Scene Text Detection on Images using Cellular Automata

Transfer Learning for Improving Model Predictions in Robotic Systems

Cloud Computing

Super Resolution with OCR Optimization

DNR - Auto deep lab paper review ppt

A scalable collaborative filtering framework based on co clustering

A fuzzy clustering algorithm for high dimensional streaming data

Implementing a neural network potential for exascale molecular dynamics

An Efficient APOA Techniques For Generalized Residual Vector Quantization Bas...

Anomaly Detection at Scale

FAST ALGORITHMS FOR UNSUPERVISED LEARNING IN LARGE DATA SETS

20 26

Similar to Super Resolution Text Images

IPT.pdfManas Das

Parallel knn on gpu architecture using opencleSAT Journals

NeuralProcessingofGeneralPurposeApproximateProgramsMohid Nabil

Towards neuralprocessingofgeneralpurposeapproximateprogramsParidha Saxena

Content Based Video Retrieval in Transformed Domain using Fractional Coeffici...CSCJournals

SeRanet introductionKosuke Nakago

IMAGE CAPTION GENERATOR.pptx1.pptxxxxxxxxxxAtharvaTanawade

Survey paper on image compression techniquesIRJET Journal

Bp044411416IJERA Editor

Devanagari Digit and Character Recognition Using Convolutional Neural NetworkIRJET Journal

An Optimized Parallel Algorithm for Longest Common Subsequence Using Openmp –...IRJET Journal

Survey on Single image Super Resolution TechniquesIOSR Journals

Genetic Algorithm Processor for Image Noise Filtering Using Evolvable HardwareCSCJournals

OBTAINING SUPER-RESOLUTION IMAGES BY COMBINING LOW-RESOLUTION IMAGES WITH HIG...ijcsit

HRNET : Deep High-Resolution Representation Learning for Human Pose Estimationtaeseon ryu

A Review on Natural Scene Text Understanding for Computer Vision using Machin...IRJET Journal

Large Scale Kernel Learning using Block Coordinate DescentShaleen Kumar Gupta

Improving Graph Based Model for Content Based Image RetrievalIRJET Journal

Semantic Image Retrieval Using Relevance Feedback dannyijwest

Similar to Super Resolution Text Images (20)

IPT.pdf

Parallel knn on gpu architecture using opencl

NeuralProcessingofGeneralPurposeApproximatePrograms

Towards neuralprocessingofgeneralpurposeapproximateprograms

Content Based Video Retrieval in Transformed Domain using Fractional Coeffici...

SeRanet introduction

IMAGE CAPTION GENERATOR.pptx1.pptxxxxxxxxxx

Survey paper on image compression techniques

Bp044411416

Devanagari Digit and Character Recognition Using Convolutional Neural Network

An Optimized Parallel Algorithm for Longest Common Subsequence Using Openmp –...

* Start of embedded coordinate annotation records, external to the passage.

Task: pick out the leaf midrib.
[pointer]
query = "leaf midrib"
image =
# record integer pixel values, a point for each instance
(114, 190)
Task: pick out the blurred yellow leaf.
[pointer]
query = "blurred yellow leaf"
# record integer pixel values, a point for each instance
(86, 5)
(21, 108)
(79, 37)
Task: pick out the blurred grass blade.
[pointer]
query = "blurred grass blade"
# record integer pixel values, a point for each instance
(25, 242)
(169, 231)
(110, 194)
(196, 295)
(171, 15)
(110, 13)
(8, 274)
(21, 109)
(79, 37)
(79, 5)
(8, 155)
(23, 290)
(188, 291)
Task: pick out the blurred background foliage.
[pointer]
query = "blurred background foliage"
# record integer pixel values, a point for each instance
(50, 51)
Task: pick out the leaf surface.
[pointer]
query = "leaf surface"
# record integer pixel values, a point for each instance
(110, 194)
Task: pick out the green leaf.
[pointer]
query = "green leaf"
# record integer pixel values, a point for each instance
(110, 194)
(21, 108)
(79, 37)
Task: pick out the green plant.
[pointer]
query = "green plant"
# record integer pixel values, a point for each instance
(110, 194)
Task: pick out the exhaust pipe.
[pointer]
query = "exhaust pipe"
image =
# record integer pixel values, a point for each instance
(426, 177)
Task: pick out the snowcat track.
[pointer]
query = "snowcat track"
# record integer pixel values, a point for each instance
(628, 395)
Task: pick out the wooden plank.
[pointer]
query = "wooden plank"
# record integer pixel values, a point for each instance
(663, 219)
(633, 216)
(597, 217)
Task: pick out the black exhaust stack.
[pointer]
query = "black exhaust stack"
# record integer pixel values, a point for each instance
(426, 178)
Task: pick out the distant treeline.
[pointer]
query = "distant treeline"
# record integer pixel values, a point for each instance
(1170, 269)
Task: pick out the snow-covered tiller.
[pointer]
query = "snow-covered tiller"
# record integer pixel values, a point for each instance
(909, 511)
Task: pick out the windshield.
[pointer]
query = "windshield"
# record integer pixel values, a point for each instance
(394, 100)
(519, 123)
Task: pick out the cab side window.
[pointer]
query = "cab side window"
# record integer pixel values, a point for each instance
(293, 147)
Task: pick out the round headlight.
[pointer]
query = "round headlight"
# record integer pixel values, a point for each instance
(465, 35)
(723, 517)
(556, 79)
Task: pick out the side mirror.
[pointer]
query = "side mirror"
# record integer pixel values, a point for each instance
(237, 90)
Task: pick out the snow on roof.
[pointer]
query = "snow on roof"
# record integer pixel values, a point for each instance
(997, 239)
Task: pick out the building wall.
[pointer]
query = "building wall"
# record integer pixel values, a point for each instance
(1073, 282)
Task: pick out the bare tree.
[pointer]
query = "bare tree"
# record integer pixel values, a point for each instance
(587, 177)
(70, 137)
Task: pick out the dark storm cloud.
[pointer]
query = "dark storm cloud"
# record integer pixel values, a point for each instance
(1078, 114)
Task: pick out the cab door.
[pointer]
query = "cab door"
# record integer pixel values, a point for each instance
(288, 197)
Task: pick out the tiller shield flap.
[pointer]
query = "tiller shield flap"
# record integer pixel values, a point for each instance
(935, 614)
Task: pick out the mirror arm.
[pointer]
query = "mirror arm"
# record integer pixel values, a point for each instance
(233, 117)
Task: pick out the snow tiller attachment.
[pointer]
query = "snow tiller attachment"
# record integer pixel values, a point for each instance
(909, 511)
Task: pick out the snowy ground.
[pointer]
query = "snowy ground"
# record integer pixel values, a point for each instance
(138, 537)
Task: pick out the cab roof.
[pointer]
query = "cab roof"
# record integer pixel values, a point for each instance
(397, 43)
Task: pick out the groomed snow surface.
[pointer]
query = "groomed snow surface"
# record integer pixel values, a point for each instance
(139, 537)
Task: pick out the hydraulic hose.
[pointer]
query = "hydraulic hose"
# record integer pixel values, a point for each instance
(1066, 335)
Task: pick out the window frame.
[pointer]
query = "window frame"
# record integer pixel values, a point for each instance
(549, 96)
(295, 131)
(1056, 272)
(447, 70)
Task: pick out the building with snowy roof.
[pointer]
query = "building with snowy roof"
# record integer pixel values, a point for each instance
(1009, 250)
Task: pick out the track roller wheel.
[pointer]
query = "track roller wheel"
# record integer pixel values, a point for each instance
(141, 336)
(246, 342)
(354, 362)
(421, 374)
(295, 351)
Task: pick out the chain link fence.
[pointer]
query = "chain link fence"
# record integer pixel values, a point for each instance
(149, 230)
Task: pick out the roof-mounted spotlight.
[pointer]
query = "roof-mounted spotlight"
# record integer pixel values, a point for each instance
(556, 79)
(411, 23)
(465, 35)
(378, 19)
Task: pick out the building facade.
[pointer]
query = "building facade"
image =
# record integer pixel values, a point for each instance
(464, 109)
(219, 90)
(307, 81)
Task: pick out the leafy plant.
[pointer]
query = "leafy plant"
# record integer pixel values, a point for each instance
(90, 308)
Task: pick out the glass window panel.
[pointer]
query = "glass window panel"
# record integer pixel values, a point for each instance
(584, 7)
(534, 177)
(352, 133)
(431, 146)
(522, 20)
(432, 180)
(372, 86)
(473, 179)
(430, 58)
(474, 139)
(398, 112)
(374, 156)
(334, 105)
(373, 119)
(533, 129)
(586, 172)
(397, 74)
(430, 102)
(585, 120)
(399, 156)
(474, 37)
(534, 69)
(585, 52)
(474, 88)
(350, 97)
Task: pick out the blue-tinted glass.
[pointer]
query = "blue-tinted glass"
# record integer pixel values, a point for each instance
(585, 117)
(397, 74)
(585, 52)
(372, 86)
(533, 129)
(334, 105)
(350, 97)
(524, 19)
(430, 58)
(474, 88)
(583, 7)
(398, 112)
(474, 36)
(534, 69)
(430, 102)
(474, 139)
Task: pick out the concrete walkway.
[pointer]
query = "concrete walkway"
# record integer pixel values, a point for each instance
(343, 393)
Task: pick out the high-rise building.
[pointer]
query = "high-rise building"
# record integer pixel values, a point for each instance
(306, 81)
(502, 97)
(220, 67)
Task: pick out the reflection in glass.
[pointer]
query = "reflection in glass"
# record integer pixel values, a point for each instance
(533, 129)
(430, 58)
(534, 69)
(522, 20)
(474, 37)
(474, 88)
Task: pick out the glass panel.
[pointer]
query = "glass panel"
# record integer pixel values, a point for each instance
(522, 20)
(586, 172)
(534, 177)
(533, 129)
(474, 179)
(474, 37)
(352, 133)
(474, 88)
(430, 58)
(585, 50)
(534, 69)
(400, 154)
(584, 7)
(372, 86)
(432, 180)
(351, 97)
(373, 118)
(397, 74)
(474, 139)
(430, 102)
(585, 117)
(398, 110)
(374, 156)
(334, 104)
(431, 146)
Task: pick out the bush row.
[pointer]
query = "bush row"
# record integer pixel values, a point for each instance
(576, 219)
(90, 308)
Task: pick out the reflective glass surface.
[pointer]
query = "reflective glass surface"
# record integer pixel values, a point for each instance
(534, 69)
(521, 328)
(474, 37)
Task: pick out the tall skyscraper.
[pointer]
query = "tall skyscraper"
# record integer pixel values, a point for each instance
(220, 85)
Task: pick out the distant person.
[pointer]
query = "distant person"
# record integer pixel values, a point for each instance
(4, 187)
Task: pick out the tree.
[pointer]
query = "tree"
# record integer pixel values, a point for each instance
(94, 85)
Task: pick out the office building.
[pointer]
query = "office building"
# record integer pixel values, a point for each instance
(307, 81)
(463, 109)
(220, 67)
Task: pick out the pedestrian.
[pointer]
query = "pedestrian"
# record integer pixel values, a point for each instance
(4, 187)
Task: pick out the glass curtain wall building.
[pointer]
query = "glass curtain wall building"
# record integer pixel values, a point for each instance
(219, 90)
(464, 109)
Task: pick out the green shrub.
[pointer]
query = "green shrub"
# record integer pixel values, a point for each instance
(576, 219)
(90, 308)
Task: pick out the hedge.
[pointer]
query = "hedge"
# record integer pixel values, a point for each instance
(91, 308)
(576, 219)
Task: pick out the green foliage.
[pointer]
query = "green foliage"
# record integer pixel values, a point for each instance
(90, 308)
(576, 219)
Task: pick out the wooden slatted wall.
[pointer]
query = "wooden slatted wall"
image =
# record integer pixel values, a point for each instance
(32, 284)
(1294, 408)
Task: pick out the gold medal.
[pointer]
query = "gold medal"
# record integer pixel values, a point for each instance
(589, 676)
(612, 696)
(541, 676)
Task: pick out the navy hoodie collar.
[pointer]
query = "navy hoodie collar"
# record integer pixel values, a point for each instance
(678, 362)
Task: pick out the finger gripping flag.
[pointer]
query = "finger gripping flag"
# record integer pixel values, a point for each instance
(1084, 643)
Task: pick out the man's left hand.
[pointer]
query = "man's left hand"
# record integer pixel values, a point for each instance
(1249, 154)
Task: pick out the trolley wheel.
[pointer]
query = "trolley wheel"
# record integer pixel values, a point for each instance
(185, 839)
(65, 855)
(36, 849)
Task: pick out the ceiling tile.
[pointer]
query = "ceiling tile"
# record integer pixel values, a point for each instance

Survey on Single image Super Resolution Techniques

Genetic Algorithm Processor for Image Noise Filtering Using Evolvable Hardware

OBTAINING SUPER-RESOLUTION IMAGES BY COMBINING LOW-RESOLUTION IMAGES WITH HIG...

HRNET : Deep High-Resolution Representation Learning for Human Pose Estimation

A Review on Natural Scene Text Understanding for Computer Vision using Machin...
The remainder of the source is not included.